Why Does My Dog Snort Like He Can’t Breathe
Your dog does this because dirt and particles are irritating the throat and causing obstruction to the flow of air. If this condition becomes chronic in your pup, it may be a sign your dog is suffering from allergies, infection, sinusitis, and nasal mites. When you observe any of these signs, do not delay in visiting your vet.
How Do I Get My Dog To Stop Reverse Sneezing
One of the effective ways to stop reverse sneezing is to massage the throat of your pup and gently hold his nostrils in a closed position for a second or two. Another proven method is to blow a puff of air into your dog’s face. This helps in breaking the cycle of repetitive inhalation that is associated with reverse sneezing.
If you own a dog, you would know an episode of reverse sneezing can be scary; you might start to think your dog is unable to breathe or in grave danger.
Reverse sneezing is also known as inspiratory paroxysmal respiration. It is caused by spasms occurring at the back of the throats of dogs. However, reverse sneezing in dogs usually doesn’t require any treatment.
Snorting is another awkward noise that dogs commonly make. Snorting most times happens when something is obstructing the nasal passage of your pup as a result of infection, inhaled particles, or mass. If the snorting doesn’t stop within a short period, a visit to the vet will become necessary.

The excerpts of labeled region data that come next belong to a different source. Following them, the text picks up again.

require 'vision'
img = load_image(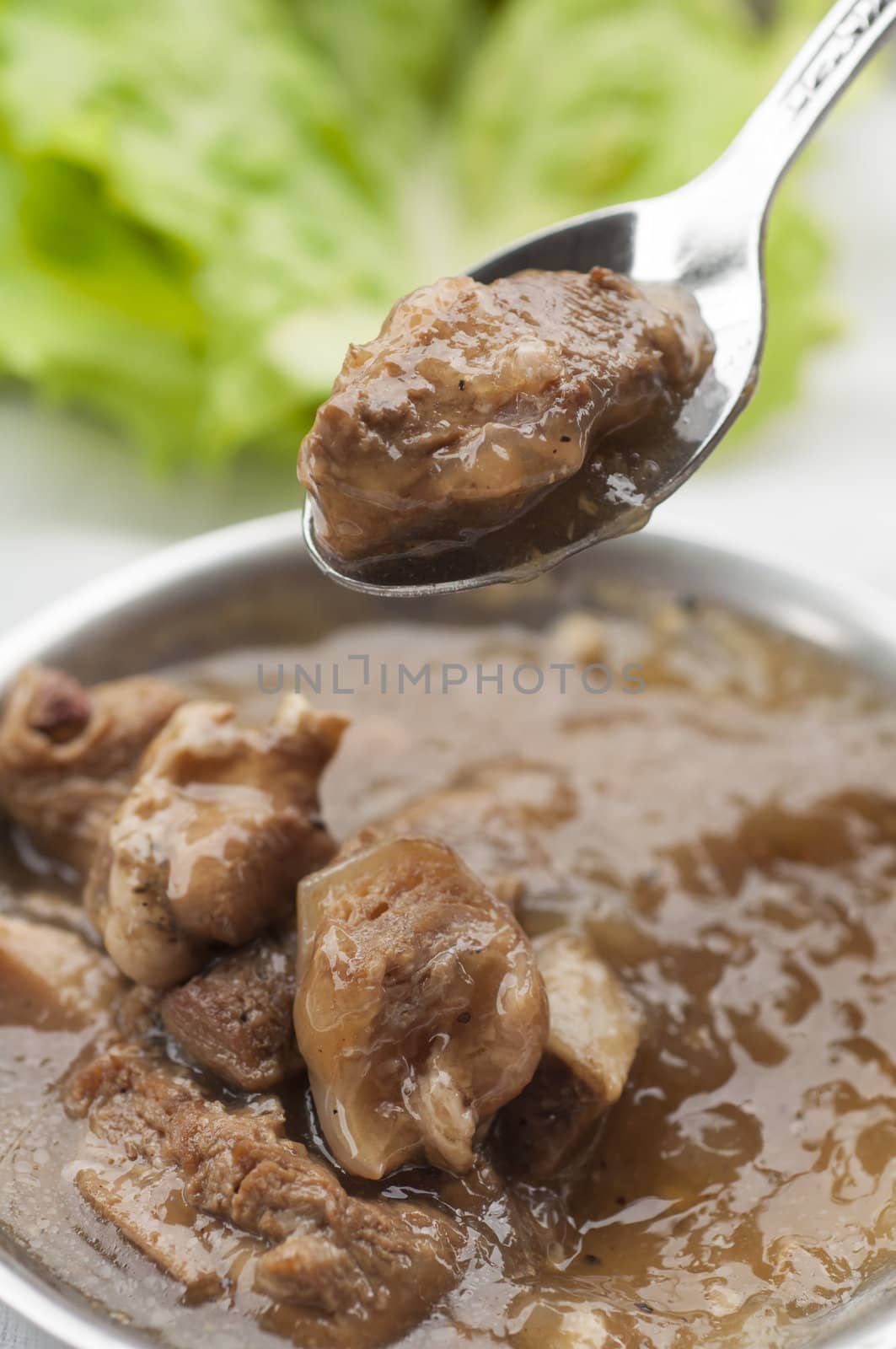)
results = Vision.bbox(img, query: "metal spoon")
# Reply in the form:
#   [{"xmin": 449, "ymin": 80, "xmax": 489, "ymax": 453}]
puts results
[{"xmin": 303, "ymin": 0, "xmax": 896, "ymax": 598}]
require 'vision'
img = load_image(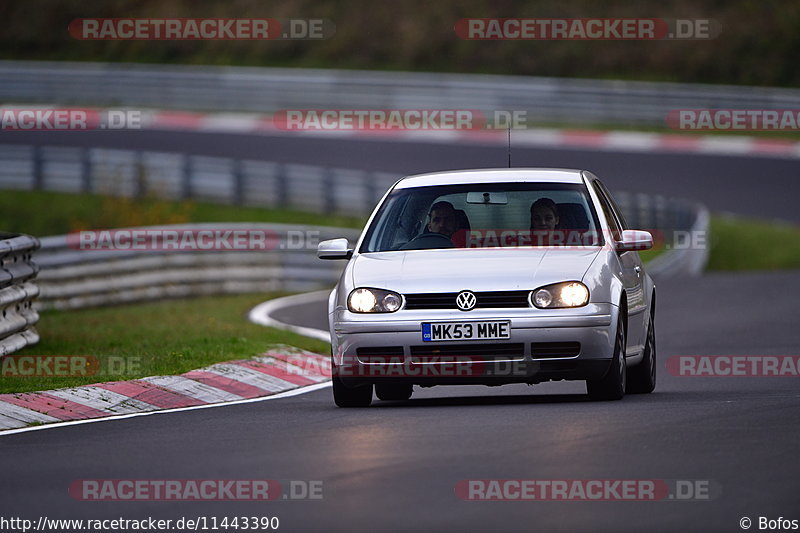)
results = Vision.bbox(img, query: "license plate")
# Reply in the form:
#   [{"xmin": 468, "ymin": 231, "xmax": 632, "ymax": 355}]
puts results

If your dog is snorting and you observe that his eyes are soggy at the same time, allergens might be the cause of snorting for your dog. Just like humans, dogs are also very sensitive to changes in humidity, temperature, and smoke.
Remember when you’re feeling uncomfortable with the prevailing weather condition; most likely, your dog is also feeling the same way.
If your dog regularly snorts, you should not make it worse as a dog owner by using collars instead of harnesses when walking your dog. Collars tend to put pressure on the neck of dogs which tends to worsen snorting.